Whatever happened to old-fashioned love? That’s what I’m saying. Meeting a girl for the first time, usually unintentional, in a supermarket or at a party – the where doesn’t matter. A flutter in your chest when your eyes meet and you get that magical little epiphany that lets you know she is interested in you as well. The tension ripping through your heart as you garner up the nerve to approach her for the first time, trying to make your words come out sans a stutter or at the very least avoid saying something totally stupid because you know you’ll regret it later if you do so. And no commercial break to bail you out should things go badly, because they sometimes do. Getting to know that person and accepting or overlooking their faults as the relationship blossoms into something better as the love grows. Buying a ring, two month’s salary, and the renewal of those earlier jitters when you officially make the proposal to share the rest of your life with her. It’s out of your hands at that point. No season two if she says 'no'.

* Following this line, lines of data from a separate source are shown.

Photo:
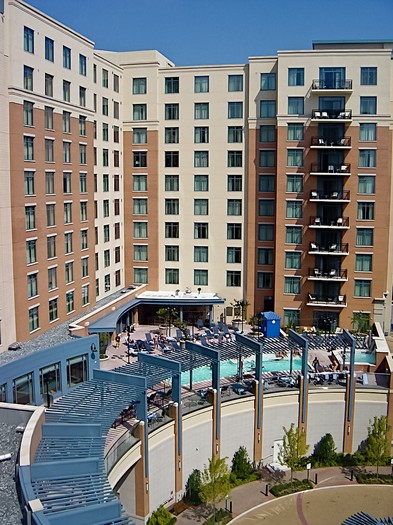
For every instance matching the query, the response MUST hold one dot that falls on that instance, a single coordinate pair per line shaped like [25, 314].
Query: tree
[377, 446]
[215, 482]
[161, 516]
[325, 451]
[294, 447]
[193, 487]
[241, 464]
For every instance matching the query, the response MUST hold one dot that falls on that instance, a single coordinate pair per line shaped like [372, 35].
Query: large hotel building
[268, 181]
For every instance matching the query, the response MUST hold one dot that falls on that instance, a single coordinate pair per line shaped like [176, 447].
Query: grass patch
[283, 489]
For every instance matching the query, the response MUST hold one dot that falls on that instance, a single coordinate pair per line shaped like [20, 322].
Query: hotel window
[32, 285]
[28, 113]
[171, 276]
[140, 276]
[51, 246]
[235, 82]
[364, 237]
[267, 158]
[52, 278]
[171, 206]
[139, 182]
[365, 211]
[367, 132]
[235, 159]
[366, 184]
[171, 159]
[201, 230]
[292, 285]
[70, 302]
[362, 288]
[234, 231]
[28, 40]
[172, 253]
[28, 78]
[295, 76]
[171, 111]
[68, 242]
[265, 256]
[295, 106]
[50, 215]
[201, 110]
[201, 254]
[363, 262]
[172, 85]
[235, 134]
[201, 159]
[201, 206]
[265, 232]
[268, 81]
[48, 118]
[139, 136]
[201, 182]
[295, 132]
[49, 49]
[293, 260]
[66, 57]
[368, 76]
[368, 105]
[140, 252]
[267, 133]
[48, 85]
[367, 158]
[234, 278]
[234, 255]
[268, 109]
[234, 183]
[139, 206]
[293, 234]
[29, 182]
[265, 280]
[294, 183]
[201, 277]
[235, 109]
[139, 86]
[66, 91]
[267, 183]
[139, 111]
[140, 230]
[67, 212]
[201, 84]
[266, 208]
[69, 272]
[201, 135]
[34, 321]
[171, 135]
[234, 207]
[140, 159]
[171, 230]
[31, 251]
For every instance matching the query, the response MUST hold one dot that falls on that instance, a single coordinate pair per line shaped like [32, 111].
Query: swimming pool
[230, 368]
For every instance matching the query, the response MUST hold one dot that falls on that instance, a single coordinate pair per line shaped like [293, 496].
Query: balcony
[329, 196]
[343, 169]
[331, 249]
[335, 86]
[323, 300]
[331, 115]
[327, 143]
[334, 223]
[317, 274]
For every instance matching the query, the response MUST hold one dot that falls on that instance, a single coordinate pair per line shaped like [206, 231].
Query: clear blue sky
[197, 32]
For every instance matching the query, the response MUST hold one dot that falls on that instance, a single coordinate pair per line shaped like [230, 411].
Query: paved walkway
[329, 506]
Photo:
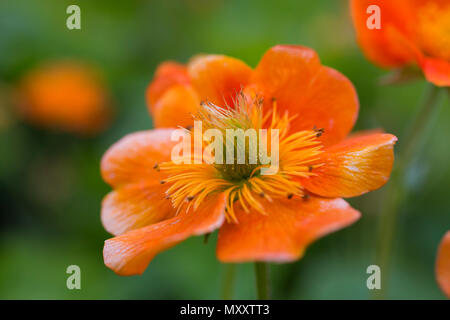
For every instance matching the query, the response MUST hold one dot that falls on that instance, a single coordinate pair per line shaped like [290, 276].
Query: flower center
[434, 30]
[247, 179]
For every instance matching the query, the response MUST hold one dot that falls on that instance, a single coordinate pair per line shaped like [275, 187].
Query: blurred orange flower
[261, 217]
[443, 265]
[66, 96]
[411, 32]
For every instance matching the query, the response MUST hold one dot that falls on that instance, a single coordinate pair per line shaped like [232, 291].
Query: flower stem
[396, 190]
[228, 281]
[262, 280]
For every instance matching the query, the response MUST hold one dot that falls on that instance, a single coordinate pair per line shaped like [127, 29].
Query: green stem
[262, 280]
[228, 281]
[396, 191]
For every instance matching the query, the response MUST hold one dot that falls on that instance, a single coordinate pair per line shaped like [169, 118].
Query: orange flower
[261, 217]
[443, 265]
[65, 96]
[411, 32]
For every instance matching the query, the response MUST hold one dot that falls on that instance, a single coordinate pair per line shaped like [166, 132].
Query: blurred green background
[51, 189]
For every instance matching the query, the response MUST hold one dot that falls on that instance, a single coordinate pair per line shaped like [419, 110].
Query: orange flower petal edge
[443, 265]
[283, 234]
[157, 203]
[355, 166]
[289, 76]
[129, 254]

The world looks so much easier on television, crying out to us that this is the way it should be and these are the things we should aspire toward. And we buy into it hook, line, and sinker. Supposedly in love with several people at the same time with a purpose of selecting the right one in a world of tropical paradises and (sigh) overnight dates. I’m no prude, but some things are better left for after the marriage ceremony, and swiftly lose their charm when rushed to the forefront of a relationship. But maybe things are different in the modern, fast-paced world we find ourselves in today while the convictions and beliefs I hold strongest and dearest to are now fatally outmoded and obsolete.

John writes: “Love not the world, neither the things that are in the world. If any man love the world, the love of the Father is not in him. For all that is in the world, the lust of the flesh, and the lust of the eyes, and the pride of life, is not of the Father, but is of the world.”

I seriously need to consider (or reconsider) what I am watching on television these days. Thank goodness Monday Night Football is on the not-so-distant horizon.